Before you buy a third-party travel insurance policy, check to see if you already have some protections through other sources. For example, a homeowners or renters insurance policy may cover your belongings away from home, said Worters — helping alleviate worries about theft or lost baggage.
Travel insurance is also a common perk for credit cards, provided you paid for those travel arrangements with the card. (Again, you’ll want to scrutinize details carefully.) On the most generous cards, you might have coverage of up to $10,000 per trip, according to a recent Squaremouth analysis.
That might mean you don’t need a policy at all, or only need one that fills in gaps — say, to add medical coverage and cover any trip costs that exceed the cap, said Benna. That stacking can help you create a more comprehensive policy at a lower cost, he said.

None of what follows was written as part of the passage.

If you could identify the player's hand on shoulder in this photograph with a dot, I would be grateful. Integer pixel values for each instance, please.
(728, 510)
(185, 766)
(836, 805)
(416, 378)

If you’re a frequent traveler, insurance coverage might also be something you look for the next time you’re hunting for a new card, Jill Gonzalez, an analyst at WalletHub.com, told CNBC earlier this summer. A recent analysis from the site found that one-third of credit cards offer trip cancellation insurance, with an average $3,200 in coverage. Nearly 40 percent offer lost luggage insurance, and a quarter offer delayed luggage insurance.
“These benefits are probably not top of mind,” she said — but they could save you hundreds of dollars.